For starters, get an overview of drug interactions services:
- Drug interactions
- How to Implement Nationwide Drug Interaction Service
Right person, right time, right info
For successful clinical decision support system implementation, follow these three design principles.
- Right person – only person-specific information should be presented to users
- Right time– customized alerts, and reminders should be presented to users at appropriate times before making the clinical decision
- Right data– patient-related data reports should relate to the latest clinical knowledge and intelligently filtered
Engage your users
Collecting feedback after implementation is just as crucial as getting stakeholder input before going live. Measuring the impacts on workflow, patient safety, care quality, and provider or patient satisfaction can help inform future efforts and make positive changes to the process.
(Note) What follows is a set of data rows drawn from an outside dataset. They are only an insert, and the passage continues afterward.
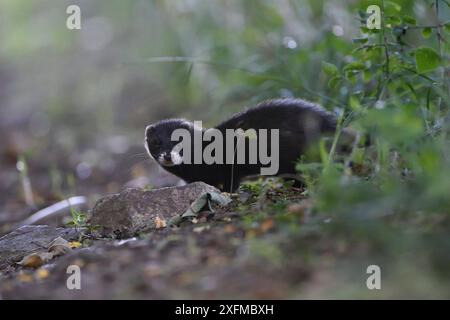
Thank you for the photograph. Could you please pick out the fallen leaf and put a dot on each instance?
(35, 260)
(200, 229)
(25, 277)
(74, 244)
(160, 223)
(42, 273)
(59, 246)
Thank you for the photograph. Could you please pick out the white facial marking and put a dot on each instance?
(176, 158)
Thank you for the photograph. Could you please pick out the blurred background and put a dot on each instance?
(74, 105)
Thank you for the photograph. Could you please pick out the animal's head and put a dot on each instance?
(159, 144)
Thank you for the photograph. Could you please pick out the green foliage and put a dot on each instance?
(78, 218)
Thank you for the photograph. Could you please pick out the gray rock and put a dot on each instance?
(134, 211)
(28, 239)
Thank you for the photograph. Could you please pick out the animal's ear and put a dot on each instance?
(149, 129)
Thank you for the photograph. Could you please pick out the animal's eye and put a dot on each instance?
(153, 142)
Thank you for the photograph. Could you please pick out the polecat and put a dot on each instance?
(300, 124)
Do you want to implement clinical decision support as a nationwide service?
Get advice on how to implement clinical decision support in European Union, including medical device regulation (MDR) related compliance. Get in touch >
Compliance with medical device regulation (MDR)
Since clinical decision support systems fall under the classification of IIa medical devices, implementing a decision support tool in European Union must be done following the requirements set in the new Medical Device Regulation (MDR) 2017/745 that entered into force on the 26th of May 2021.
The new regulation has changed the way medical devices are classified – new rules are being applied to software-based devices, devices consisting of nanomaterials, invasive devices meant for inhalation, devices consisting of substances or mixtures of substances, and therapeutic devices.
In addition, MDR 2017/745 has introduced a Unique Device Identification (UDI) system and the European Database of Medical Devices (EUDAMED).
Other changes include the addition of the terms “importer” and “distributor” and changes in the obligations of importers and distributors, as well as stricter post-market surveillance requirements.
What is your role in implementing clinical decision support?
- A manufacturer is a natural or legal person who manufactures or fully refurbishes a device or has a device designed, manufactured, or fully refurbished and markets that device under its name or trademark.
- An authorized representative is any natural or legal person established within the European Union who has received and accepted a written mandate from a manufacturer located outside the EU to act on the manufacturer’s behalf in relation to specified tasks regarding the latter’s obligations under this regulation.
- An importer is any natural or legal person established within the European Union that places a device from a third country on the EU market.
- A distributor is a natural or legal person in the supply chain, other than the manufacturer or the importer, that makes the medical device available on the market up until the point of putting it into service.
How to register clinical decision support as a medical device?
The deadline for all medical device parties (manufacturers, authorized representatives, importers, system/procedure package manufacturers) for mandatory registration with EUDAMED is the 26th of May 2022, when the database is expected to become fully functional.